The Green Pages
For publisher Dawn Codd, making direct mail magazines more eco-friendly is the right thing to do for the planet — and for her business
Dawn Codd firmly believes that her three direct mail lifestyle magazines — all stuffed with special offers, restaurant reviews and events listings — bring plenty of value to the 97,000 readers in the upscale communities that the magazines target.
But the Washington, D.C.–based publisher also knows that, in an era of ever-increasing ecological awareness, some recipients may view direct mail publications as a waste of precious natural resources. For that reason — and because she and her partners personally support environmental causes — Codd wanted to reduce both that perception and the size of her company’s “footprint” on the earth. “Our beliefs are why we did what we did,” she says.

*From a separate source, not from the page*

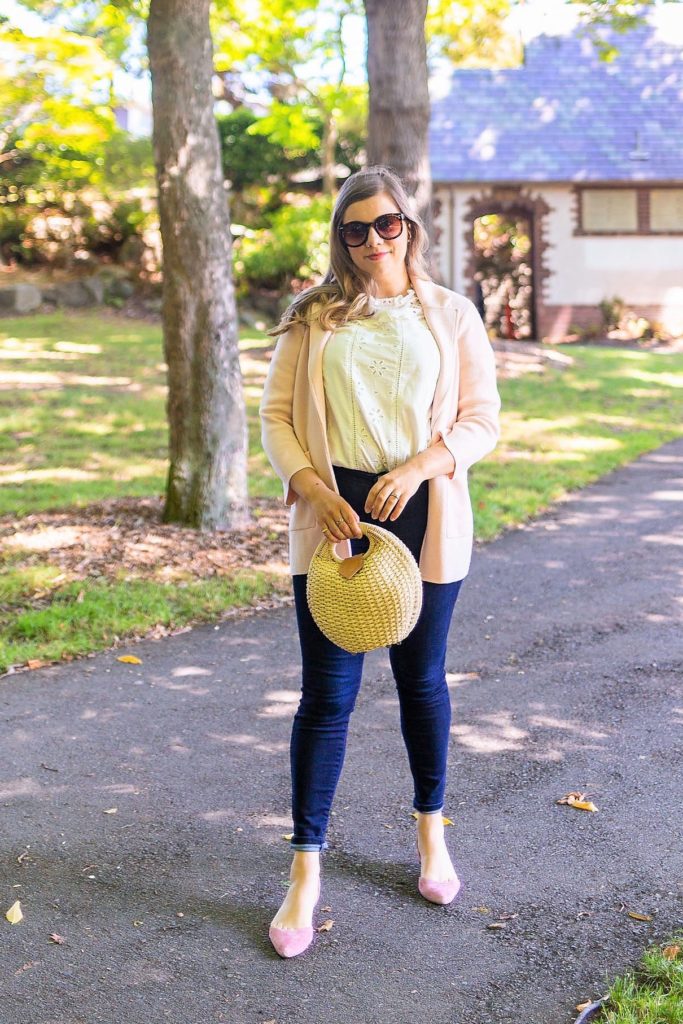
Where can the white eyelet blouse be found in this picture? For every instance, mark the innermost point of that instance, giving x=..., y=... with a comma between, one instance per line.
x=379, y=377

What they did was adopt an aggressively conservation-oriented approach to producing the trio of publications: City Living Source (citylivingsource.com), for households in D.C.; City Living Source-Baltimore (citylivingbaltimore.com), for similarly well-heeled readers in that city; and Howard County Living (howardliving.com), for residents of an affluent suburban area in central Maryland. (Each publication goes to about 32,000 readers six times a year.)
Beginning with their January 2008 issues, all three magazines have become significantly more eco-friendly. That’s a change that involves more than simply adding green content — although there’s more of that these days, too. Codd has focused on producing the magazines as cleanly and greenly as possible. “Everything about our business is about recycling and sustainability,” she says.
Specifically, the publications are printed only on Forest Stewardship Council–certified paper, meaning that it’s from timber grown and harvested according to the international forest-management association’s strict environmental standards. In addition, Codd recently switched to a new printer that uses soy-based ink, an alcohol-free press operation and a filmless, all-digital printing process that eliminates the need for silver and chemicals. “That’s all more healthful for readers and for the environment,” says Codd, who has promoted the printer’s techniques in print and online.
But what she hasn’t publicly emphasized is what those changes are costing her young business: an additional $1,000 per issue for each magazine. That’s an expense that she’s not passing on to advertisers until next year: “[Going green] was so important because of our personal beliefs that we were going to do it no matter what,” she says. “Our advertising rates will go up as our circulation goes up. And our circulation is growing pretty fast.”